I live in a world where gravity is real and falling down hurts. Kids bounce around like they are on the moon. They go out of their way finding excuses for crashing into each other, jumping from high places or leaping from moving vehicles. You can pick up a kid, toss them over your shoulder and walk. Good luck picking me up let alone the tossing or walking. I don’t know who would be more worried, me being picked up, or you picking me up, but I suspect only God would be able to tell the difference.
I was sucking all available oxygen around me into my burning lungs, shifting one shuddering leg ahead of the other, when two laughing children ran past me on the ‘Hill of Death”. Up the little urchins went chasing each other around the bend, moving out of sight. Moments later down they came again (I assume to check on their own old people) giggling to each other. Not finding a worthy 911 call below, they rushed past me again up, up and gone. Had I stick I would have tripped one of them. Perhaps not, if I had a stick I would have been leaning on it, too weary to even make the attempt.
What sustained me was the promise of a lake at the end of the trail. The dream of dipping my body under the cool blanket of a mountain lake motivated me to endure. Onward and upward, over the jagged rocks, around the hulking boulders and through the burning sun. When I got there and saw the majestic view of Lake 22 I thought to myself “Yes! This is worth the pain!” Walking down to the lake, stripping off my shoes and soaking socks, I was ready for some relief. But as I took my first step into the water I was met with a barrage of tangled submerged trees and other debris.
The fear of stepping on a sharp root and puncturing my foot, or slipping on a slimy rock and hearing the snap of an ankle breaking held me at bay. The cool water teased my calves while the rest of my body quivered in anticipated, but denied, satisfaction. Ahead of me, past the natural barriers, the two children from the trail were splashing each other blissfully unaware of my glaring eyes. Once again ‘Good for Kids’ reared its evil head and belly laughed at me. I can only assume they flitted over the entanglements until reaching deep water. I don’t do much flitting and I pull more draft than the average ten year old, so the lake quenching was just not going to happen.
I don’t know where the needs of the kids became the driving force in society, but times have changed. I grew up where bicycle helmets were unheard of and today a kid could get pulled over by Officer Friendly for leaving theirs in the garage. I was taught not to speak unless spoken to, never interrupt an adult and for the love of God turn that music down. Today to get a kid to shut up you have to shove a hamburger in their face, and who can tell how loud the music is under their headsets?

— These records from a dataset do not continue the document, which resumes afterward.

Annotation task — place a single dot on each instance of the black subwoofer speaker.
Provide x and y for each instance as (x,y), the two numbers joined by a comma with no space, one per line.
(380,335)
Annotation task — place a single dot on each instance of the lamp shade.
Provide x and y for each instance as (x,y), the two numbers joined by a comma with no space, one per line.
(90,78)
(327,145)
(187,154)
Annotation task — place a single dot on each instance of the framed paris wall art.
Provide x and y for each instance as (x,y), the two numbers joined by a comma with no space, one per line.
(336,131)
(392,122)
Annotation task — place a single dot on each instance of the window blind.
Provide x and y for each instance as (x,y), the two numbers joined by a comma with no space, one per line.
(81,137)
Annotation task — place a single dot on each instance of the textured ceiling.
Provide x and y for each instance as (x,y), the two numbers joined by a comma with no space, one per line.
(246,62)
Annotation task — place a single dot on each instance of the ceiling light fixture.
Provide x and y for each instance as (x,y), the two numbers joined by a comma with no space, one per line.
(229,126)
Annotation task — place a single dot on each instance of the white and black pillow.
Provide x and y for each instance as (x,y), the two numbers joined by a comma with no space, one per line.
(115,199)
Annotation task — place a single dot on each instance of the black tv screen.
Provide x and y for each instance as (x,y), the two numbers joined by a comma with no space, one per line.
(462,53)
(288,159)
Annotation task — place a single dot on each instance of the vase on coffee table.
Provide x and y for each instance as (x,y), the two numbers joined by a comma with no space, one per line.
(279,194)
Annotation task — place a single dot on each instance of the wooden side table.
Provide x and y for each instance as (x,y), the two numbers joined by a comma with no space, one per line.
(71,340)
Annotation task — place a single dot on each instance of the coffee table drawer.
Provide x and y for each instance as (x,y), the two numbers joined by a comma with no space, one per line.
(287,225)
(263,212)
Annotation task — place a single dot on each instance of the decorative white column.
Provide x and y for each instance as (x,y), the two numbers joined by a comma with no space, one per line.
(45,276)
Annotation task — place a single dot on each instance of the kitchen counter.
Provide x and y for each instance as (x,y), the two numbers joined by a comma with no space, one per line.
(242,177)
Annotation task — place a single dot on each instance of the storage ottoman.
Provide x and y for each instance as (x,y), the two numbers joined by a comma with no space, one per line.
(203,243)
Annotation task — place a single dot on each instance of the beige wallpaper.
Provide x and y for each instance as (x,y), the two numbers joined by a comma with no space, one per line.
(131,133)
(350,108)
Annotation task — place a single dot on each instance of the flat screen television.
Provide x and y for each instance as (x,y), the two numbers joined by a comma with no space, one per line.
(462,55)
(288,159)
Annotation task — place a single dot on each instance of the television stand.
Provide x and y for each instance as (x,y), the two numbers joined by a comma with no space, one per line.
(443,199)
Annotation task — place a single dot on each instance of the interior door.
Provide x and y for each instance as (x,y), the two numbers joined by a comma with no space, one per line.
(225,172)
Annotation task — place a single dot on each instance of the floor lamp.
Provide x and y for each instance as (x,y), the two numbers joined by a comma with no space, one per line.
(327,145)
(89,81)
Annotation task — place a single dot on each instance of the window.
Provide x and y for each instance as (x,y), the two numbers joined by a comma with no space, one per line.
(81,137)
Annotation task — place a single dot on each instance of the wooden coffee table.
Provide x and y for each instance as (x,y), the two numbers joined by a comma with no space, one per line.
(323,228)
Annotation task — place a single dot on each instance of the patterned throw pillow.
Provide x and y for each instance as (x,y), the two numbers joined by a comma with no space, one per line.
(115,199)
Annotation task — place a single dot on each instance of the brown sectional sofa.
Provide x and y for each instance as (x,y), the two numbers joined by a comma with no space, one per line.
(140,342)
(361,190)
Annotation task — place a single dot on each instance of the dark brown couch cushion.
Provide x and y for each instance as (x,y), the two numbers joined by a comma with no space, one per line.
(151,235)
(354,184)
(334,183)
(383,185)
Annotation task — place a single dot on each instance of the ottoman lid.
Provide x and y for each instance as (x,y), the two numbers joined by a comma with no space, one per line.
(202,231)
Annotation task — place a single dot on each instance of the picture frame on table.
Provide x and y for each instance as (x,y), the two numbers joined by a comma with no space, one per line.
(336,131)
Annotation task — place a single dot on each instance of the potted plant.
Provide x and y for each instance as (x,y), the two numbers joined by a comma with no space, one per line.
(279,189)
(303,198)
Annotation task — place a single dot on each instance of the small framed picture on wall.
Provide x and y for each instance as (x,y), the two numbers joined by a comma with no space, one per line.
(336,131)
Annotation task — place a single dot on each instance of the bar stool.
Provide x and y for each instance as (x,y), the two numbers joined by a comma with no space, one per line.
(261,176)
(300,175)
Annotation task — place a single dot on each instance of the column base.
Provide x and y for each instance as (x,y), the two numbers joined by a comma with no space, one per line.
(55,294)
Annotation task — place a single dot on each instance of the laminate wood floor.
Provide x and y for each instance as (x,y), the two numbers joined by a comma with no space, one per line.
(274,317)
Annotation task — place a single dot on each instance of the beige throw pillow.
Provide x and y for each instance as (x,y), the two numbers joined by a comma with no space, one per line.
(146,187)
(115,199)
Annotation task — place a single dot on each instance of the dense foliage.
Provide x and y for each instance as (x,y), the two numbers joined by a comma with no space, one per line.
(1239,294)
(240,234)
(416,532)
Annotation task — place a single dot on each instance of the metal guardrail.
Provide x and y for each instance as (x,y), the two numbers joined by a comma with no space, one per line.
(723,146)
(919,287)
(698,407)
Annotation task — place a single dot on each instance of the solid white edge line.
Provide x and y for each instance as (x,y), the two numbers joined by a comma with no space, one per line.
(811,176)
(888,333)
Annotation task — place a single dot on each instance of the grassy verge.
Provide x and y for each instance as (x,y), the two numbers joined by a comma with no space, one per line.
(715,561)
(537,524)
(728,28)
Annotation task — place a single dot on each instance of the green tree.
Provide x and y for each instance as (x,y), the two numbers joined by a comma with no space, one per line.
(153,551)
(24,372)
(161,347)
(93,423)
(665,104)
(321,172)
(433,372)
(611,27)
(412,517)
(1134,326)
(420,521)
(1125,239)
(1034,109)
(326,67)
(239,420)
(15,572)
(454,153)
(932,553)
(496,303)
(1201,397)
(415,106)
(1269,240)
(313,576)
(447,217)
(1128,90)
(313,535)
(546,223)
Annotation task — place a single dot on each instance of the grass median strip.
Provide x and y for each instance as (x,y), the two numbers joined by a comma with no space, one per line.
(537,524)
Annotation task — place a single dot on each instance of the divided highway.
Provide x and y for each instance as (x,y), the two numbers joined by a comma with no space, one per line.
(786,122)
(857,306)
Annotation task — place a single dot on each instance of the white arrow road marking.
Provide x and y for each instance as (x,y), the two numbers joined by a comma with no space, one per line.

I have become my father, whose pastimes seemed to be turning down the volume on the television, breaking down social barriers on flatulence, and telling other people to leave him alone. The difference is that in Dad’s prime, the world was built for adults. Today it is built for kids albeit sanitized and risk free. My son and his three friends are all around 10 years old, not one of them has a Band-Aid on their knee and they all have some aversion to dirt. It makes me doubt their durability to keep the train going when I have long since stopped caring, but one thing is for sure; the Lake 22 trail is good for them any day of the year.